Despite these limitations, the VGCL has been active in attempting to help workers, and the Confederation’s activities are illustrative of the organisation’s potential and limitations in general. First and foremost, the VGCL has been trying to keep workers in their jobs, through social dialogue and collective bargaining with enterprises. It has sought to minimise layoffs, even if it means making agreements to increase unpaid leave or reduce the number of shifts. Where this fails, and enterprises do terminate workers, enterprise-level trade unions and local labour federations have been trying to ensure that laid-off workers are given the compensation they are owed according to the law and any enterprise-level collective bargaining agreements. They have also been helping workers look for new jobs.
The VGCL has substantial financial resources, and has also been providing material support to its members. Its president, Nguyen Dinh Khang, has instructed the Confederation to “not let any worker not have Tết”. This has largely been carried out through the provincial-level labour federations. In Binh Duong, for example — an industrial province bordering Ho Chi Minh City in the south of the country — the labour federation has been providing tickets home for migrant workers, as well as modest financial contributions to assist workers to buy gifts for family and other essentials. These initiatives mirror the annual activities of the provincial labour federations, although this year, with more workers needing support, more money will be put into them.
… the employment crisis cannot be solved within national boundaries, no matter how hard the union may fight. Fundamentally, it requires a restructuring of global supply chains, or a radical shift in the relationship between global brands, direct manufacturers, and workers.
The VGCL has also been petitioning the government for national measures and policies, both immediately and over the longer term. This is where being a state-led union can actually turn into a strength. Granted, the VGCL is not always successful if it pushes for pro-labour measures at the national level.
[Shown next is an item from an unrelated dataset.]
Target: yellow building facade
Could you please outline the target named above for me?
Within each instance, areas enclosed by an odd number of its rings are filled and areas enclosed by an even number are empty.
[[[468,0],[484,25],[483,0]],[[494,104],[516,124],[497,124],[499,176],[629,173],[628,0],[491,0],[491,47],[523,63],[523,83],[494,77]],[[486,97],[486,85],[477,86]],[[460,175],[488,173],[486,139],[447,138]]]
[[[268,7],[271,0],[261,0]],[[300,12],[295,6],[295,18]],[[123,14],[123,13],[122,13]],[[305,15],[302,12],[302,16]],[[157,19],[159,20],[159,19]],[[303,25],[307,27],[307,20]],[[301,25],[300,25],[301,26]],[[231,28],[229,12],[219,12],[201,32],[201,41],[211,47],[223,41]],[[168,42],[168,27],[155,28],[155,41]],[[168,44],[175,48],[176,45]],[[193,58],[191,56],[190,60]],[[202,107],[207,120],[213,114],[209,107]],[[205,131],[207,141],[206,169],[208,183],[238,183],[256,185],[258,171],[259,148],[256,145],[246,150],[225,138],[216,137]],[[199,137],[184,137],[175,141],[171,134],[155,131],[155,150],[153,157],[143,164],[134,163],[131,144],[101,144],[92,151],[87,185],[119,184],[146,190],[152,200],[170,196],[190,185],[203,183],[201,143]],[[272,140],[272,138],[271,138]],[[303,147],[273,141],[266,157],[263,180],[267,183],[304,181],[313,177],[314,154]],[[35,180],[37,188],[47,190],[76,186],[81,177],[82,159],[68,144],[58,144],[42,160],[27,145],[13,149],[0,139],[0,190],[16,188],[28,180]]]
But given that it is part of the state structure, it can make its views heard and have some influence in the system. Unions elsewhere in Southeast Asia, in contrast, often find it difficult to even be heard by their governments. The VGCL’s relative weight was validated recently, when Prime Minister Pham Minh Chinh released a circular on 16 December, urging MOLISA, the Vietnam Chamber of Commerce and Industry (VCCI), and the VGCL to do more to stabilise the labour market and protect jobs and incomes.
The VGCL’s undertakings in this crisis are reflective of its role in general. It is largely unable to organise workers in actions against employers and the state; but in times of crisis, the Confederation, embedded as it is within state structures, is able to use its resources and structural position to cushion workers from the worst impacts. This is the case with the current employment crisis, and was also the case during the Covid-19 pandemic. While by no means perfect, it does somewhat achieve this goal.
Joe Buckley was Visiting Fellow at the Vietnam Studies Programme, ISEAS – Yusof Ishak Institute.